Tufts' history dates back to 1852, when the Commonwealth of Massachusetts chartered “Tufts College” at the summit of Walnut Hill in Medford. Boston businessman Charles Tufts donated the land, and Hosea Ballou, a Universalist clergyman, became our first president. Shortly after the founding, Ballou remarked: "For if Tufts College is to be a source of illumination, as a beacon standing on a hill, where its light cannot be hidden, its influence will naturally work like all light; it will be diffusive."
Explore some of the campus traditions that have survived—and been created!—over the past 160 years at Tufts. Below are a few of the most popular, from the esoteric to the esteemed.
The Tufts Fight Song: "Tuftonia's Day," the Tufts fight song, was written in 1912 by Elliot W. Hayes (A. 1916).
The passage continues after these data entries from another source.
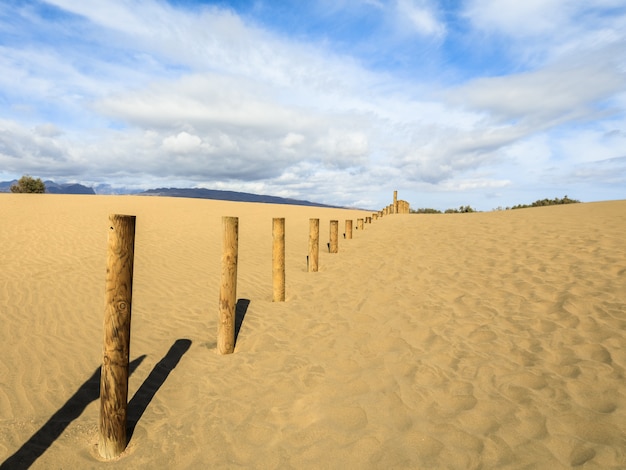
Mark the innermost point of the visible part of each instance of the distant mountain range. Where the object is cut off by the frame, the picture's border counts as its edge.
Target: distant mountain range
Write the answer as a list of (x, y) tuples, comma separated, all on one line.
[(53, 188), (203, 193), (198, 193)]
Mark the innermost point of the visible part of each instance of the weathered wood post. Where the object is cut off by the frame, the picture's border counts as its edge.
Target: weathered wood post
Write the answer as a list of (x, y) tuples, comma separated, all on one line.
[(314, 245), (278, 260), (228, 286), (333, 246), (117, 311)]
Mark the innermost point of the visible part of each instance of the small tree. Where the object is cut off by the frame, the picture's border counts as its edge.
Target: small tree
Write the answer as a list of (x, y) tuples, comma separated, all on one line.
[(28, 184)]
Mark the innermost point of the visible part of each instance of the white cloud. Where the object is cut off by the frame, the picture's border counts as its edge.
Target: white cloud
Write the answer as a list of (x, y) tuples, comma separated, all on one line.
[(422, 17), (182, 143), (213, 98)]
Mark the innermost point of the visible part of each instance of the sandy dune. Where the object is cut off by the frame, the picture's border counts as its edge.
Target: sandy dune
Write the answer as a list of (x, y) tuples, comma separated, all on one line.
[(486, 340)]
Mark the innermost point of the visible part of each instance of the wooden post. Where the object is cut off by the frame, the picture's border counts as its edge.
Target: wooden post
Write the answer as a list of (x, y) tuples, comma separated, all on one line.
[(228, 286), (117, 310), (278, 260), (333, 246), (314, 244)]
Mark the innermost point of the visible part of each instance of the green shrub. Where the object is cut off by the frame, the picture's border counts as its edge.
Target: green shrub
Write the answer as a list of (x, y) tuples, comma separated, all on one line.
[(28, 184), (547, 202)]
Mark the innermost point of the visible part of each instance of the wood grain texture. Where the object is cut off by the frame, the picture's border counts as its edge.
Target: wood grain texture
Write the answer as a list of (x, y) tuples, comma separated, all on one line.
[(228, 286), (117, 315), (333, 246), (278, 260), (314, 244)]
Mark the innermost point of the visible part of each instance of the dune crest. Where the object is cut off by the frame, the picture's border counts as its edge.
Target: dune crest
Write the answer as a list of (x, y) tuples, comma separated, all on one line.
[(484, 340)]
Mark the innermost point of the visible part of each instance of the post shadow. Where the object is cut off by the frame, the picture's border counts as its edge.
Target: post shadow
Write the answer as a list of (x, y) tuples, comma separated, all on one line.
[(142, 398), (41, 441), (240, 313)]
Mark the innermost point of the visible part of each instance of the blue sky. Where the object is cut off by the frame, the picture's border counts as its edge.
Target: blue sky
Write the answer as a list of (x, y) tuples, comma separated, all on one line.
[(482, 102)]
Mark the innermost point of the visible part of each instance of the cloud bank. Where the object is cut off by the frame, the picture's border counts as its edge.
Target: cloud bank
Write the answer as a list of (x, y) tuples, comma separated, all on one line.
[(487, 103)]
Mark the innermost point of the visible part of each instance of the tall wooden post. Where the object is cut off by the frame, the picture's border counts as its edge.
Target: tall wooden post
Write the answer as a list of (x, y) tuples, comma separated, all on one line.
[(278, 260), (314, 244), (333, 246), (228, 286), (117, 311)]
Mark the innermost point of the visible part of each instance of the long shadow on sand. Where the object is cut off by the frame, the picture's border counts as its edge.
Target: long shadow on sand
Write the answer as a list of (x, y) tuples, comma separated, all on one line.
[(240, 313), (90, 391), (142, 398), (32, 449)]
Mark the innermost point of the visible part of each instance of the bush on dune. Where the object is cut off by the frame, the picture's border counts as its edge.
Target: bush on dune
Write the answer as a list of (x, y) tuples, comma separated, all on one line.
[(28, 184)]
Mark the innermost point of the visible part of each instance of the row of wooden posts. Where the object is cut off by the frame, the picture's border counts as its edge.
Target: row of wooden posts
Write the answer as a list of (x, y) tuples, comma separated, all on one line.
[(118, 300)]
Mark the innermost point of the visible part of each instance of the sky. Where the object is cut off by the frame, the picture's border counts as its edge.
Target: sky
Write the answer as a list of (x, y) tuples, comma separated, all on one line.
[(488, 103)]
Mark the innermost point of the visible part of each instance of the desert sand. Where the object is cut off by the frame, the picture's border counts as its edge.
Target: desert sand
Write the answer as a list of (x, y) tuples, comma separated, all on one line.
[(483, 340)]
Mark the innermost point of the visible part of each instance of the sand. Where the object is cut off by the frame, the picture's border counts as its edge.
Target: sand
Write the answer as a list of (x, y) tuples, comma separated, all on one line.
[(484, 340)]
Performed at most football games, and especially at Homecoming, it can also be heard at Tufts' numerous A Capella concerts.
Perhaps Tufts’ best known tradition is ”The Cannon.” Students will paint the cannon (it can only be done at night) for every cause imaginable: be it advertising, commemorating or just fooling around. The cannon is a replica of those found aboard the USS Constitution, one of the original ships in the US Naval Fleet. After being presented to the school by the city of Medford in 1956, it was painted in protest by a group of students in 1977. Another group opposed to the protest painted over the first coat, and a legend was born. Slapping some paint on may seem easy, but the artistry comes with a serious responsibility: guard the cannon ‘til dawn, lest another group ensures your design never sees the light of day.
Tuftonia’s Day marks the end of the spring semester (and the inevitable beginning of finals season). An annual celebration of Tufts’ birthday, it’s grown into a massive campus carnival. Games, rides, and food-trucks are in abundance.
To honor Charles Tufts, every incoming first-year student lights a candle on the President’s Lawn for their first night on campus. Tufts inherited Walnut Hill, where Tufts University now stands, and when asked what he planned to do with the plot, he replied, ”I will put a light on it.” The candle lighting ceremony is repeated the night before graduation, and a few enterprising souls always save their first year orientation candles to reuse four years later.
Jumbo the Elephant, Tufts’ official mascot, was the prime attraction in P.T. Barnum's entertainment empire. He was the first African elephant in the United States: his name is derived from a Swahili word meaning “large,” and it entered common vernacular thanks to Jumbo’s fame. P.T. Barnum donated his hide, which was mounted and placed in Barnum Hall. Students would tug on his tail and place a penny on his trunk for good luck in exam season. When Barnum Hall burned down in 1975, a resourceful secretary in the Athletics Department preserved much of his remains in the only container available: a peanut butter jar.
Since 1980, Tufts students have come together immediately before final exams on the Academic Quad for the Spring Fling concert. That's forty years of bands and performers - big and small! Recent headliners have included Ella Jane, Dayglow, BIA, and Aminé.
The Res Quad:
The Res Quad is surrounded by three residence halls, leading to the common misconception that "Res" stands for "Residential." In reality, the name is short for "reservoir" and references the Boston water supply located there until the land was sold to Tufts in 1944. Tradition stated that dates made around the reservoir could not be broken, and if a senior asked for a date at the pump house they could not be refused. Though long since filled in, the reservoir occasionally makes its presence known – rainstorms yield an ideal location for mud-sliding.
Named for Tufts alumnus Eugene Bucklin Bowen (Class of 1876), Bowen Gate is one of the more picturesque spots on campus. Should you kiss somebody under the gate, legend has it you'll get married someday.